Не так было много примет в её рассказе, но и не так мало.

— Ленинград? — узнал Олег. — Тридцать пятый год?

— Узнаёте?

— На какой улице вы жили?

— На Фурштадтской, — жалобно, но и чуть радостно протянула Елизавета Анатольевна. — А вы?

— На Захарьевской. Рядом!

— Рядом… И сколько вам тогда было лет?

— Четырнадцать.

— И ничего не помните?

— Мало.

— Не помните? Как будто землетрясение было — нараспашку квартиры, кто-то входил, брал, уходил, никто никого не спрашивал. Ведь четверть города выселили. А вы — не помните?..

— Нет, помню. Но вот позор: это не казалось самым главным. В школе нам объясняли, зачем это нужно, почему полезно.

Как кобылка туго занузданная, стареющая санитарка поводила головой вверх и вниз:

— О блокаде — все будут говорить! О блокаде — поэмы пишут! Это разрешено. А до блокады как будто ничего не было.

Да, да. Вот так же в тазике грелся Сибгатов, вот на этом месте Зоя сидела, а на этом же — Олег, и за этим столиком, при этой лампе они разговаривали — о блокаде, о чём же?

До блокады ведь ничего в том городе не случилось.

Олег вздохнул, боковато подпёр голову локтем и удручённо смотрел на Елизавету Анатольевну.

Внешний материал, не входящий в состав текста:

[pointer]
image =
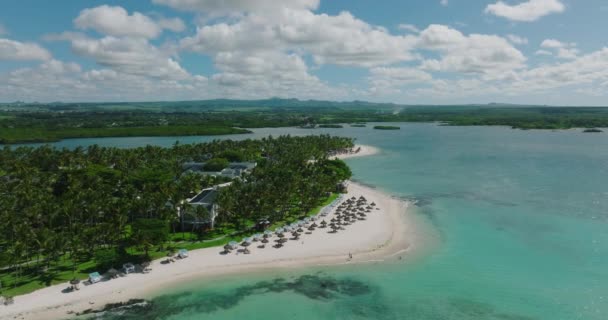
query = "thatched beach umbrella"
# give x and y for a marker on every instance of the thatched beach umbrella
(113, 273)
(246, 243)
(75, 282)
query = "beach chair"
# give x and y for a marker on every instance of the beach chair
(94, 277)
(128, 268)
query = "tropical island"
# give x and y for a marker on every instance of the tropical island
(387, 128)
(25, 123)
(100, 219)
(68, 213)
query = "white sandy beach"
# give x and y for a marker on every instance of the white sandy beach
(364, 151)
(387, 233)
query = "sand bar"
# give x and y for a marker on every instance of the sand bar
(387, 233)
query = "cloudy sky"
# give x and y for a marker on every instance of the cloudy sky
(411, 52)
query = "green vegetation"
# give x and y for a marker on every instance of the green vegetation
(387, 128)
(25, 135)
(216, 164)
(66, 213)
(22, 123)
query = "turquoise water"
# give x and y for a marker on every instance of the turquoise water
(521, 218)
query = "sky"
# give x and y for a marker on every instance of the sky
(548, 52)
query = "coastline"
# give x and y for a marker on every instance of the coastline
(364, 151)
(387, 234)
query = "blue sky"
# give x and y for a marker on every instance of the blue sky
(413, 52)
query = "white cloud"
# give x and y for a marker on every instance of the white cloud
(391, 80)
(15, 50)
(63, 81)
(408, 27)
(116, 21)
(517, 39)
(526, 11)
(341, 39)
(473, 54)
(130, 55)
(267, 74)
(228, 7)
(173, 24)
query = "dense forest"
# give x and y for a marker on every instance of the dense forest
(66, 213)
(22, 123)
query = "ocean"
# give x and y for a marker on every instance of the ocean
(520, 219)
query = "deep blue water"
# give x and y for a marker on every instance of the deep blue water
(521, 218)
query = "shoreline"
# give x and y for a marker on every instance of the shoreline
(364, 151)
(388, 234)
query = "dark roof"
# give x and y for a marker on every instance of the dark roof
(193, 166)
(205, 197)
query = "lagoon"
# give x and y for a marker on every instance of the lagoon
(520, 218)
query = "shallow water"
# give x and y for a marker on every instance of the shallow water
(521, 218)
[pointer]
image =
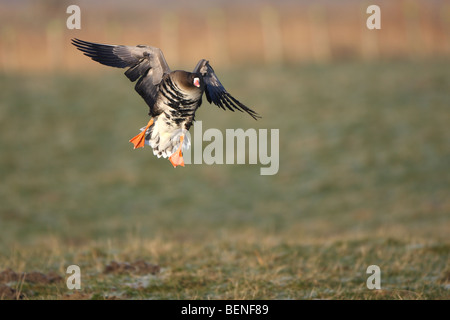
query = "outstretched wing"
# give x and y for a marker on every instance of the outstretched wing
(216, 93)
(143, 62)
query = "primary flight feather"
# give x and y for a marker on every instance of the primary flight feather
(172, 96)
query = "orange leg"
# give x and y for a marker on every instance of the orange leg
(139, 140)
(177, 157)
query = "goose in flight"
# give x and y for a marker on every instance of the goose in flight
(172, 96)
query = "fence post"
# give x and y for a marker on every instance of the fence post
(9, 54)
(319, 33)
(218, 40)
(370, 48)
(169, 36)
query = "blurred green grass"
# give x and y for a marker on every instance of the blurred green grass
(364, 159)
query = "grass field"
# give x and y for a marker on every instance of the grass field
(363, 180)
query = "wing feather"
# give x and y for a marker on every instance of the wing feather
(143, 62)
(216, 93)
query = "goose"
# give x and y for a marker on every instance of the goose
(173, 97)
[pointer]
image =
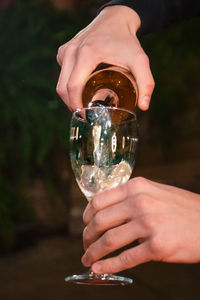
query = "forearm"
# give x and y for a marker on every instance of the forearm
(156, 14)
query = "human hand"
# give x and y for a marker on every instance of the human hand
(165, 220)
(110, 38)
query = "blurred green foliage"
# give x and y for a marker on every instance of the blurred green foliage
(174, 55)
(34, 121)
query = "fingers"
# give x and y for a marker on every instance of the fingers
(109, 218)
(141, 70)
(66, 58)
(86, 62)
(137, 188)
(110, 241)
(103, 200)
(126, 260)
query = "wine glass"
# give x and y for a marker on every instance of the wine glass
(103, 145)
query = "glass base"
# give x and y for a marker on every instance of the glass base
(91, 278)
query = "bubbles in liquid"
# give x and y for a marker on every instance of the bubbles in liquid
(94, 180)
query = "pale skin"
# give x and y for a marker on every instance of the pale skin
(110, 38)
(163, 219)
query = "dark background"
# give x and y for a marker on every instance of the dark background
(40, 203)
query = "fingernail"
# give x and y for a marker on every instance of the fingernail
(96, 268)
(145, 101)
(85, 260)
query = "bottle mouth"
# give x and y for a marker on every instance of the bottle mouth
(105, 97)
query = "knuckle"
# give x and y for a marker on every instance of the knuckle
(138, 183)
(95, 204)
(71, 86)
(148, 222)
(125, 260)
(109, 240)
(84, 50)
(150, 85)
(60, 91)
(156, 246)
(98, 221)
(85, 218)
(86, 235)
(140, 202)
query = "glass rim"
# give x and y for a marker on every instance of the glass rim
(108, 107)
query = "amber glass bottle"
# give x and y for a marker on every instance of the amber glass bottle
(110, 86)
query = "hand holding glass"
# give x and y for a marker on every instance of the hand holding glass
(103, 145)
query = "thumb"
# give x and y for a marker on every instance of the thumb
(140, 68)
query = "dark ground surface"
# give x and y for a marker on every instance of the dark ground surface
(38, 273)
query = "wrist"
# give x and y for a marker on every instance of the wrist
(123, 13)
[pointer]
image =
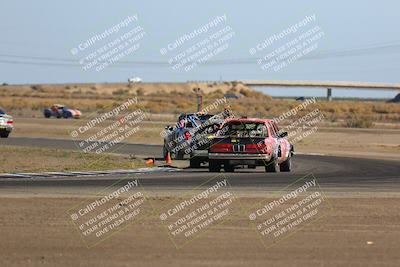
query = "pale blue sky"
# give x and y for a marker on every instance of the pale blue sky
(49, 29)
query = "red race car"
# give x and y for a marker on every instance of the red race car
(251, 142)
(61, 111)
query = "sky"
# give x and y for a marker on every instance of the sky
(360, 42)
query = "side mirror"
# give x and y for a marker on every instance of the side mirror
(284, 134)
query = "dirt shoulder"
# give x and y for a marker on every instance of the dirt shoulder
(370, 143)
(32, 159)
(359, 232)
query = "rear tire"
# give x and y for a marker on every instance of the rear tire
(4, 134)
(229, 168)
(214, 166)
(272, 166)
(286, 166)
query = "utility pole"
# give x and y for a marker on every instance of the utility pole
(329, 94)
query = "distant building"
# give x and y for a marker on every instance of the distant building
(233, 95)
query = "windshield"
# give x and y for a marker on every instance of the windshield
(246, 129)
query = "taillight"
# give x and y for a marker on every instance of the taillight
(187, 135)
(221, 147)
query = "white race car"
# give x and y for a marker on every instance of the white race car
(6, 124)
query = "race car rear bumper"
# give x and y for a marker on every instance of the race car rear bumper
(6, 128)
(239, 156)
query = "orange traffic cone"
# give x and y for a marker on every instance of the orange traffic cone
(168, 160)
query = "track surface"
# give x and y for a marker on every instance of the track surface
(352, 174)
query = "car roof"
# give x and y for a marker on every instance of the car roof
(243, 120)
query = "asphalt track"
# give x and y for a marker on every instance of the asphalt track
(343, 173)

— Стыдно, — сказал он тихо. — Почему мы спокойны, пока не трахнет нас самих и наших близких? Почему такой человеческий характер?

А ещё ему стало стыдно, что выше памирских пиков вознёс он эту пытку: чт о надо женщине от мужчины? не меньше — чего? Как будто на этом одном заострилась жизнь. Как будто без этого не было на его родине ни муки, ни счастья.

Стыдно стало — но и спокойней гораздо. Чужие беды, окатывая, смывали с него свою.

— А за несколько лет до того, — вспоминала Елизавета Анатольевна, — выселяли из Ленинграда дворян. Тоже сотню тысяч, наверно — а мы очень заметили? И какие уж там оставались дворянишки! — старые да малые, беспомощные. А мы знали, смотрели и ничего: нас ведь не трогали.